La lechuza es —sin embargo— un ave que precisa del silencio cuando lee: nada mejor para atrapar a sus presas. Lo único que alza la voz es su voluntad de cazadora. Y es que entre la lechuza y el silencio hay una complicidad fina, sin enunciar, casi imperceptible. De hecho es precisamente esa relación la que hace que al leer —como lechuza blanca— los textos caigan exiguos ante las garras de la rapaz.

Nada queda entonces por hacer. La lectura se ha consumado: ha iniciado su viaje hacia la escrituración interna del lector. El texto no se ha movido… y sin embargo se mueve. Cada palabra ha iniciado su propio viaje. La lechuza también lo ha hecho. Nada queda en el papel escrito. Ni siquiera el autor.
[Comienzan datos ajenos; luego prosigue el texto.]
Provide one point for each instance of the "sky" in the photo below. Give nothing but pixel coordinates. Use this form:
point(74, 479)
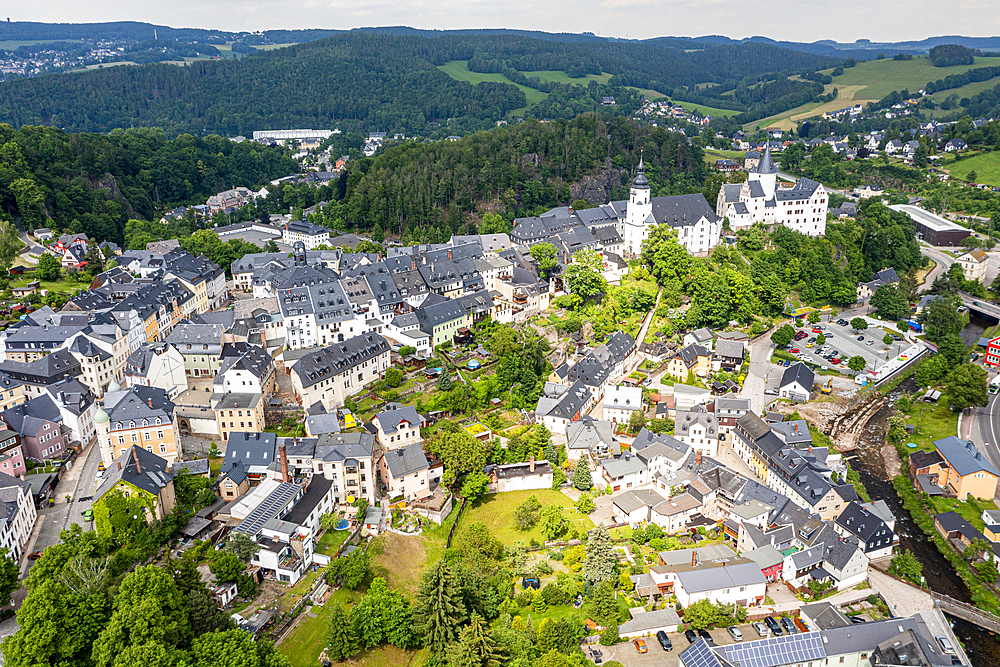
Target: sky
point(798, 20)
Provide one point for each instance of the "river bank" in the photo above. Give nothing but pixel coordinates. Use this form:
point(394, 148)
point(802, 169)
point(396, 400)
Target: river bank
point(870, 462)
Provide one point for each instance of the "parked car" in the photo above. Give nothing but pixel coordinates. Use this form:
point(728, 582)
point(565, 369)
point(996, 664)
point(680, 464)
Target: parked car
point(945, 644)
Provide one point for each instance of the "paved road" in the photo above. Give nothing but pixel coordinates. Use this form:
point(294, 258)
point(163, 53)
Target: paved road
point(760, 366)
point(942, 261)
point(984, 429)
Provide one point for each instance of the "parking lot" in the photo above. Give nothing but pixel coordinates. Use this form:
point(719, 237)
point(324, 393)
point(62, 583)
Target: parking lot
point(655, 656)
point(845, 340)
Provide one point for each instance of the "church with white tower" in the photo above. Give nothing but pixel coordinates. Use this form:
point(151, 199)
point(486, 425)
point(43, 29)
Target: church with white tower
point(802, 207)
point(698, 227)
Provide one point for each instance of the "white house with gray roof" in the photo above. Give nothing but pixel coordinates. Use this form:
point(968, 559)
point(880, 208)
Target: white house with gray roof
point(398, 428)
point(331, 374)
point(405, 472)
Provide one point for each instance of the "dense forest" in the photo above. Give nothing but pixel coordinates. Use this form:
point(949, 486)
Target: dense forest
point(94, 183)
point(512, 171)
point(367, 81)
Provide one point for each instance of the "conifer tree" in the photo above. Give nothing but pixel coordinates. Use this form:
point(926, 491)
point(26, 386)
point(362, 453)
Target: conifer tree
point(342, 643)
point(439, 612)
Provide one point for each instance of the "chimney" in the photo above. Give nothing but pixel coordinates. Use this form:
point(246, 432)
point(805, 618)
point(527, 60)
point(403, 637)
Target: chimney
point(284, 463)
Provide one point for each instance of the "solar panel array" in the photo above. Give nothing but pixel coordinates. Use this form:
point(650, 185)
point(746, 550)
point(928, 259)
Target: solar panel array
point(268, 509)
point(700, 654)
point(788, 649)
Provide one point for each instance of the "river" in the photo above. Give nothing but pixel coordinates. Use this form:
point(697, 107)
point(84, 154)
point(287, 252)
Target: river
point(983, 648)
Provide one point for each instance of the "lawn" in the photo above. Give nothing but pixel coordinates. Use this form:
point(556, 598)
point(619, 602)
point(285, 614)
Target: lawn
point(497, 512)
point(331, 541)
point(881, 77)
point(970, 511)
point(935, 422)
point(704, 110)
point(459, 69)
point(986, 166)
point(561, 77)
point(56, 286)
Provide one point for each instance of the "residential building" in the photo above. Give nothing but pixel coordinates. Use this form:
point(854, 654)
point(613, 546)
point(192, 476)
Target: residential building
point(699, 429)
point(690, 360)
point(238, 412)
point(141, 416)
point(405, 472)
point(331, 374)
point(136, 472)
point(621, 402)
point(796, 382)
point(963, 470)
point(17, 515)
point(156, 365)
point(201, 347)
point(872, 533)
point(973, 264)
point(883, 277)
point(38, 422)
point(398, 428)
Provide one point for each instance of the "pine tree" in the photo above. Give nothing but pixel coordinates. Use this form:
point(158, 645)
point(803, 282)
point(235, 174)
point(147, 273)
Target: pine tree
point(341, 640)
point(439, 611)
point(581, 475)
point(475, 647)
point(600, 561)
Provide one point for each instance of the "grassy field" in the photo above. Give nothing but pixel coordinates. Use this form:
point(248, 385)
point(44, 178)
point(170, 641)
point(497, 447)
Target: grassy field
point(12, 44)
point(497, 512)
point(986, 166)
point(703, 110)
point(936, 422)
point(846, 96)
point(459, 69)
point(554, 76)
point(880, 77)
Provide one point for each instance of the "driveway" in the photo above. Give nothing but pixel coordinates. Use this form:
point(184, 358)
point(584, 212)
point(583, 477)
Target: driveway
point(760, 365)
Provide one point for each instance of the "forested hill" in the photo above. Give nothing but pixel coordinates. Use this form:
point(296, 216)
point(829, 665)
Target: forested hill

La nieve ya está cayendo. La temperatura empieza a bajar. El frío abre sus ojos para tragarse con la mirada a la lechuza-lectora que ya ha sumergido —cansada— la cabeza entre su cuerpo.
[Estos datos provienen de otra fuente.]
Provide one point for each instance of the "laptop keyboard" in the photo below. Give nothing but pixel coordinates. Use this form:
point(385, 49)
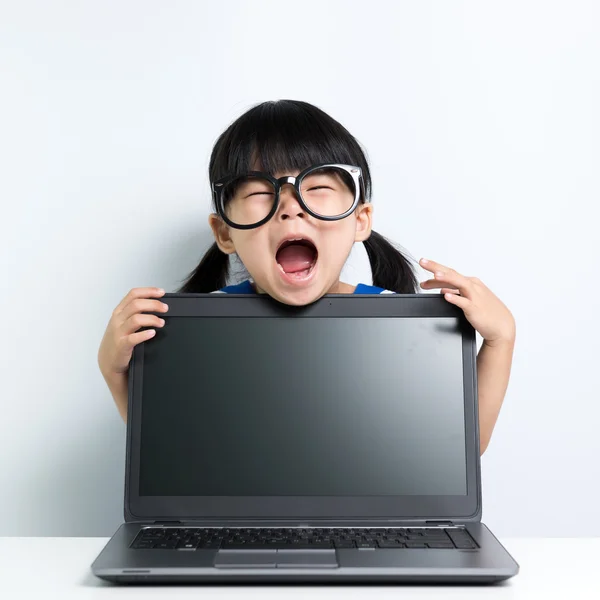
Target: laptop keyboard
point(193, 538)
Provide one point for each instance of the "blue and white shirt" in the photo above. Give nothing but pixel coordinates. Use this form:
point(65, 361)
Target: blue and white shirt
point(246, 288)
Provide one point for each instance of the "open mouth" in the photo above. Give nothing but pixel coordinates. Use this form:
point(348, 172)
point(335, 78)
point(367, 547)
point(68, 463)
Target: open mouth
point(297, 258)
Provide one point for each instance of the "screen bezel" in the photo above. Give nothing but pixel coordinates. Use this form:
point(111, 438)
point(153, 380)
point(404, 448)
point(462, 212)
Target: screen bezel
point(302, 508)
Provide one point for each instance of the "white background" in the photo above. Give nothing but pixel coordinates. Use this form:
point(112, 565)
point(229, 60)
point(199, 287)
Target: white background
point(481, 125)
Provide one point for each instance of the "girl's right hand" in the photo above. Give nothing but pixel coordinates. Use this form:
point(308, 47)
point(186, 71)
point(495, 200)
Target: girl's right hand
point(120, 336)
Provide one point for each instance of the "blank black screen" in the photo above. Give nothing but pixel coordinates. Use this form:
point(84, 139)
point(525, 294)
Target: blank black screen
point(303, 406)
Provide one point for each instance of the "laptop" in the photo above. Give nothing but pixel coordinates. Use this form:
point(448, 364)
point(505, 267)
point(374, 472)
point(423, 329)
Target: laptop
point(332, 442)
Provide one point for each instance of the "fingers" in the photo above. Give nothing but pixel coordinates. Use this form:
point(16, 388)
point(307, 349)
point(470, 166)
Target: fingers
point(445, 275)
point(137, 305)
point(147, 292)
point(138, 320)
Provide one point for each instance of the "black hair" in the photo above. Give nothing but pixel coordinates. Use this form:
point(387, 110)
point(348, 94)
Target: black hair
point(284, 135)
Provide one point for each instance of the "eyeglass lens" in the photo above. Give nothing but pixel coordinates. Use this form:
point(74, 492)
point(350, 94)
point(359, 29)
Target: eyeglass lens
point(327, 191)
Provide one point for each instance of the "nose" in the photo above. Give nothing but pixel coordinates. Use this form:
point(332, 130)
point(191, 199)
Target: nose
point(288, 203)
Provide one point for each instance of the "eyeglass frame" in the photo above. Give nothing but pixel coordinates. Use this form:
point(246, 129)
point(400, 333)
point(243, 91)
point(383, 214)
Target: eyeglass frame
point(354, 171)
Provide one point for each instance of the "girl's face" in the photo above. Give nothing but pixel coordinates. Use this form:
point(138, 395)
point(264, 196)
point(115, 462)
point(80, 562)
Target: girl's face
point(297, 275)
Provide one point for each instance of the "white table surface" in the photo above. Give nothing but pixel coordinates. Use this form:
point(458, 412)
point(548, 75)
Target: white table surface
point(45, 567)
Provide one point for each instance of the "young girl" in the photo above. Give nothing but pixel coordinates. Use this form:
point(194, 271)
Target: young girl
point(291, 194)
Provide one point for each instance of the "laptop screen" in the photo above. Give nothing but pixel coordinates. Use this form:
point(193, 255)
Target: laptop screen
point(361, 406)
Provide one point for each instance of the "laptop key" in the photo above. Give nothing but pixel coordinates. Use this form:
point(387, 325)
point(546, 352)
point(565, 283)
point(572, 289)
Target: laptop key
point(447, 544)
point(390, 544)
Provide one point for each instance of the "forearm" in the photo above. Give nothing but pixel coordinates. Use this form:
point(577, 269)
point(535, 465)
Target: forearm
point(118, 386)
point(493, 372)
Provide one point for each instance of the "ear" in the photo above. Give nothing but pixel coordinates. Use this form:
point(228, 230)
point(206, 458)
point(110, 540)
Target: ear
point(221, 232)
point(364, 221)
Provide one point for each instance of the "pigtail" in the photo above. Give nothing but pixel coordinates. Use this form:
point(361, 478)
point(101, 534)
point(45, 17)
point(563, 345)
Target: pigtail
point(210, 275)
point(390, 268)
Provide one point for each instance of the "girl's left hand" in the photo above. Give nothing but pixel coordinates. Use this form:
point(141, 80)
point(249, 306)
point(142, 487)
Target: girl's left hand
point(485, 311)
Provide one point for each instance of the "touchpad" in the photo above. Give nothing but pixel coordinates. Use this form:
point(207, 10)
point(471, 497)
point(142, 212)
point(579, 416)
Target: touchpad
point(275, 558)
point(306, 558)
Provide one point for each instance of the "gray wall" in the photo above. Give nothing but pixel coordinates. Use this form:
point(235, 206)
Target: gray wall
point(480, 123)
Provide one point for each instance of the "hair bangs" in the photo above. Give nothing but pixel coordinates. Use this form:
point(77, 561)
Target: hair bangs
point(282, 136)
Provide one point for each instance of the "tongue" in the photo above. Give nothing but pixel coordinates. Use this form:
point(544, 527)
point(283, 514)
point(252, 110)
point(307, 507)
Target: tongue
point(295, 257)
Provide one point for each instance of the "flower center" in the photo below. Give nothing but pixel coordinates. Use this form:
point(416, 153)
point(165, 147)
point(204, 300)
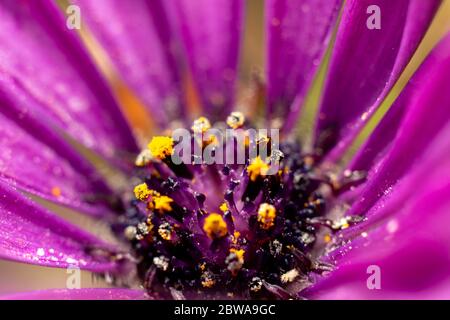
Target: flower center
point(240, 230)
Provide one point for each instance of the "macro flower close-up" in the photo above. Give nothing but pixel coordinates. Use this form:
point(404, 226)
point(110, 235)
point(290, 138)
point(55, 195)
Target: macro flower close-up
point(224, 149)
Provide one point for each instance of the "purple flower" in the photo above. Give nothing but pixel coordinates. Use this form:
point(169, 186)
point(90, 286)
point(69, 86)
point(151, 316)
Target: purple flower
point(315, 229)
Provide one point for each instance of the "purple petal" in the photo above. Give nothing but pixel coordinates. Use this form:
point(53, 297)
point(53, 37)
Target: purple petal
point(79, 294)
point(366, 63)
point(30, 234)
point(42, 56)
point(428, 103)
point(137, 38)
point(410, 244)
point(297, 38)
point(37, 160)
point(211, 35)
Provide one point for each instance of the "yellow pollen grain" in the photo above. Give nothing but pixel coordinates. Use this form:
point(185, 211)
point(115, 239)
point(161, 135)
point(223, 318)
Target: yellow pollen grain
point(266, 216)
point(224, 207)
point(142, 192)
point(161, 203)
point(161, 147)
point(215, 227)
point(165, 234)
point(257, 168)
point(208, 283)
point(144, 158)
point(236, 120)
point(201, 125)
point(239, 254)
point(56, 191)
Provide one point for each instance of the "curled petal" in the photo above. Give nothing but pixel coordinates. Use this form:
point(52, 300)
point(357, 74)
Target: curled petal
point(381, 139)
point(36, 159)
point(30, 234)
point(46, 60)
point(365, 64)
point(297, 40)
point(427, 101)
point(211, 34)
point(405, 242)
point(137, 37)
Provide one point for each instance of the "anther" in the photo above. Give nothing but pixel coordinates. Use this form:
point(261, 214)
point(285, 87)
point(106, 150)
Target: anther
point(161, 147)
point(266, 216)
point(201, 125)
point(142, 192)
point(215, 226)
point(257, 168)
point(236, 120)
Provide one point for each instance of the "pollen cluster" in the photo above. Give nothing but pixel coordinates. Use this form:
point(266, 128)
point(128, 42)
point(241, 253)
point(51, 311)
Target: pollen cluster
point(227, 230)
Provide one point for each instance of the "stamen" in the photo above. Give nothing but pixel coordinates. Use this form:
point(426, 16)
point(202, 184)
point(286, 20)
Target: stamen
point(160, 203)
point(215, 227)
point(161, 147)
point(144, 158)
point(201, 125)
point(266, 216)
point(142, 192)
point(257, 168)
point(236, 120)
point(261, 240)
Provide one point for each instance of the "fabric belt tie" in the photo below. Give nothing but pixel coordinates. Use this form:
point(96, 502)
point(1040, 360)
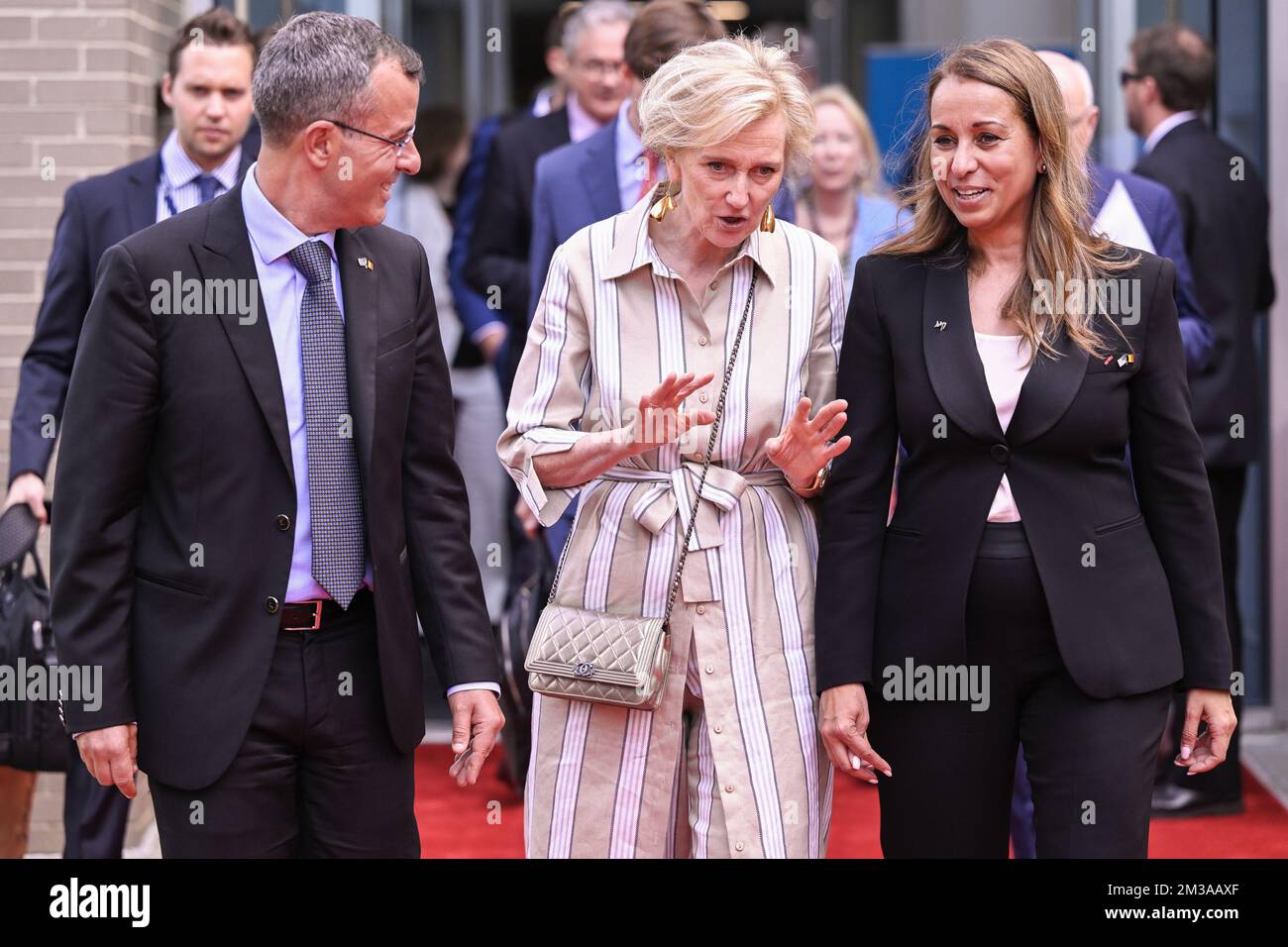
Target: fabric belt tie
point(671, 497)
Leer es una forma [incierta] de «ser» desde la escritura / Pero no toda escritura es ciertamente una cosa que sea realidad absoluta, inmutable y apodíctica: el no-ser es consustancial a la idea de existir en la página escrita. Así, «lechuza blanca» no es sino nieve para la imaginación… y toda imaginación está abierta a la palabra.